No more Mr. Nice Guy.

Lutz says he intends to challenge the competition with messages like, "The Chevrolet Equinox has the highest highway fuel economy of any crossover SUV on the market" or "The Cadillac CTS-V is the best performing luxury sedan in the world."

"We've been too reticent to take the gloves off," Lutz said.

Expect fewer ads showing lovely shots of attractive young people driving cars down impossibly empty country roads.

Lutz points to Lee Iacocca, the iconic former Chrysler chief with whom he worked -- and clashed -- during 12 years at Chrysler in the 1980s and '90s, as providing a model for how the direct approach can change minds.

Lutz didn't say he was about to turn pitchman, but Iacocca's famous line, "If you can find a better car, buy it," strikes the tone Lutz wants.

Iacocca's stark challenge forced Americans to reconsider Chrysler products and helped bring that carmaker back from a near-bankruptcy, avoided only with government loan guarantees, in the early 1980s.

A renewed confidence.

During a half-hour interview with CNNMoney.com, Lutz was just as blunt about his feelings and fears regarding GM's brush with bankruptcy, which he said was ultimately the best thing that could have happened.

"I was a little demoralized around February or March," he said.

That was when Lutz announced his intent to retire as vice-chairman and head of product development. He was sure the government would take over GM and run it according to a political playbook, he said, and he wanted no part in it.

Products like the new Chevrolet Camaro muscle car, which is now selling faster than the factory can make them, and the Corvette, which remains an iconic car for GM, would have been shoved aside, he feared, because they lack the "green" image politicians and the media like to see.

As it turned out, Lutz said, he was pleasantly surprised when he met with the government's auto task force. Their focus was on making the business healthy, he said, not on turning GM into a laboratory for high-mileage but low-profit "green cars."

"There was no 'We want to see your hybrid line-up' and stuff like that," he said, "None of that."

The government-run bankruptcy has left the company leaner, stronger and more competitive than it's been in decades, he said. He called GM's emergence from bankruptcy after 40 days "like having died and being re-born." The carmaker was suddenly shorn of much of its once-crippling debt, unprofitable car bands and excess dealers network.

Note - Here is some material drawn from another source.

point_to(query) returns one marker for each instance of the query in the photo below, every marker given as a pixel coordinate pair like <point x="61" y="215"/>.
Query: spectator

"This was the only way that we could correct 30 or 40 years worth of decline," he said, "Much of it was our own doing."

Lutz doesn't let GM's past leadership take all the blame, though. Government policies that favored Japanese imports, making their products impossibly cheap compared to domestic cars, also did a lot of damage, he said. American carmakers were forced to compete by cutting corners and cheapening their own products.

While Lutz expressed relief that the government didn't ask about GM's "hybrid line-up," the carmaker does, in fact, have hybrid vehicles and there are plans for more. A plug-in hybrid small SUV is in the works and a source within GM recently confirmed that a hybrid-only car, something to compete with the Toyota Prius and Honda Insight, is in the carmaker's longer-term plans as well.

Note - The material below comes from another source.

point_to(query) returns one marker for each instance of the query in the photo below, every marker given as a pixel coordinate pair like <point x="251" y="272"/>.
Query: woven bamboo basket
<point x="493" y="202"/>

The carmaker's environmental showpiece, the Chevrolet Volt, a plug-in car that's scheduled to go on sale next year, was created largely at Lutz's insistence.

But Lutz made it clear that this "green car" stuff can't be allowed to get out of hand. The simple fact is that, especially with gas prices well under $3 a gallon, there is even less demand than usual for hybrid cars, which sell in small numbers and are unprofitable even with relatively high gas prices.

"There's about 5% to 10% of the customer base in the U.S. that desperately wants a hybrid," he said. The rest just want the best possible vehicle they can afford to pay for and fuel.

They also want great design, Lutz said, and that's something he also oversees in his newly created role. Design has become a strong point for GM in recent years, with critics and buyers praising handsome new cars like the Cadillac CTS, Buick Enclave and Chevrolet Malibu.

While GM quality is now competitive, or better than the competitive, in every respect, Lutz said, the products need the added pull of striking design to make sure customers take notice. Otherwise, they're not going to take a chance on a GM car.

During his time at GM, Lutz made a mission of elevating design to a primary, rather than secondary, consideration. There's still more work to be done, though, in reworking a culture that spreads responsibility too thinly, he said.

"It's unbelievably consensus driven," he said, "and there's lots of delegation and a lot of arguing, but very nice arguing."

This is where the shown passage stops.